En 2019, la Pologne fêtera 30 ans de liberté. Les Polonais salueront le formidable décollage économique qui a accompagné cette tranche d’histoire. Le livre de Jan Cienski arrive à point nommé. Durant plus de dix ans, comme responsable du bureau polonais du prestigieux Financial Times, il fut un témoin direct des changements économiques exceptionnels qui ont permis à la Pologne non seulement de doubler son produit intérieur brut, mais surtout d’échapper à la récession en 2009, et de devenir le seul pays d’Europe à enregistrer une croissance continue depuis 1992.

Bien que nombre d’analyses économiques aient déjà été consacrées à la Pologne de cette période, l’ouvrage de Jan Cienski a le mérite d’aborder la question de la transition économique en s’écartant des sentiers battus. Le lecteur n’est pas inondé de données statistiques, mais découvre la naissance du capitalisme polonais à travers des histoires personnelles de pionniers polonais qui ont pris le risque de développer leurs propres affaires dans le contexte particulier d’une économie post-communiste dévastée.

Le livre s’ouvre sur le passage douloureux d’une République populaire à la Troisième République. Les réformes économiques mises en place par le premier gouvernement de Tadeusz Mazowiecki sont racontées par des entrepreneurs qui soulignent eux-mêmes que rien n’était gagné d’avance, et que l’impopularité de ces réformes aurait pu être utilisée par les communistes pour détourner la Pologne du chemin menant vers un système libéral. Le lecteur découvre alors qu’à la fin des années 1980, 75 % de l’économie polonaise était sous monopole d’État ; seule la campagne était relativement épargnée. Les communistes n’ont en effet jamais réussi à soumettre la campagne polonaise – idée aussi absurde, commente l’auteur, que de tenter de mettre une selle à une vache, comme disait Staline. Dans le même temps, Jan Cienski explique comment, à la fin de la période communiste, les Polonais ont appris à se débrouiller. Leur esprit d’entreprise les a servis après la chute du communisme.

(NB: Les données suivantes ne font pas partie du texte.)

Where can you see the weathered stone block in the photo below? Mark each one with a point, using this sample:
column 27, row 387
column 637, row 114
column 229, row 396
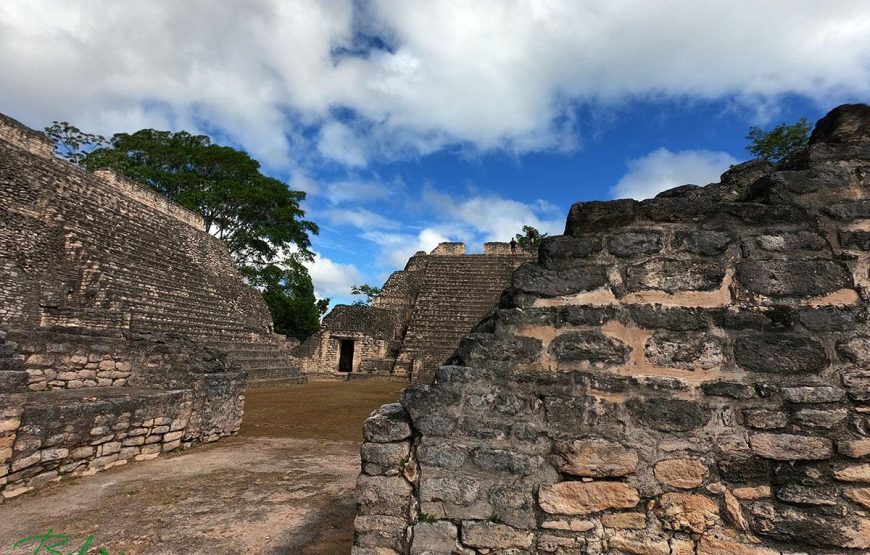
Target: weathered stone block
column 557, row 252
column 576, row 278
column 782, row 353
column 386, row 424
column 674, row 276
column 597, row 216
column 455, row 490
column 595, row 458
column 494, row 536
column 812, row 394
column 589, row 346
column 580, row 498
column 668, row 415
column 811, row 526
column 704, row 243
column 681, row 473
column 483, row 349
column 687, row 512
column 434, row 537
column 791, row 447
column 684, row 351
column 793, row 278
column 635, row 242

Dans les chapitres suivants, l’auteur met en lumière l’évolution très dynamique du secteur privé en Pologne au début des années 1990 – une caractéristique de la transition polonaise. Ce dynamisme était inconnu dans d’autres pays de l’ancien bloc communiste.

Le côté novateur de l’ouvrage mérite d’être souligné. Le lecteur plonge dès les premières pages dans la vie personnelle d’entrepreneurs qui ont dû faire face à l’absence de banques modernes, à des impôts très élevés, à des problèmes de visas, à des douanes et des administrations mal préparées pour les accompagner. Grâce à ces récits, le lecteur saisit l’importance de ce secteur privé qui a majoritairement contribué au succès de la transition économique polonaise. Certaines comparaisons peuvent être jugées hasardeuses, notamment lorsque l’auteur parle d’« oligarques polonais » en décrivant les investisseurs les plus fortunés de Pologne. Or il est difficile de comparer les entrepreneurs polonais aux oligarques de Russie ou d’Ukraine, dont la fortune provient souvent de transactions peu transparentes.

Sans conteste, cet ouvrage, qui peut se lire d’une seule traite, est d’une grande utilité pour comprendre l’un des aspects du succès de la transition économique polonaise.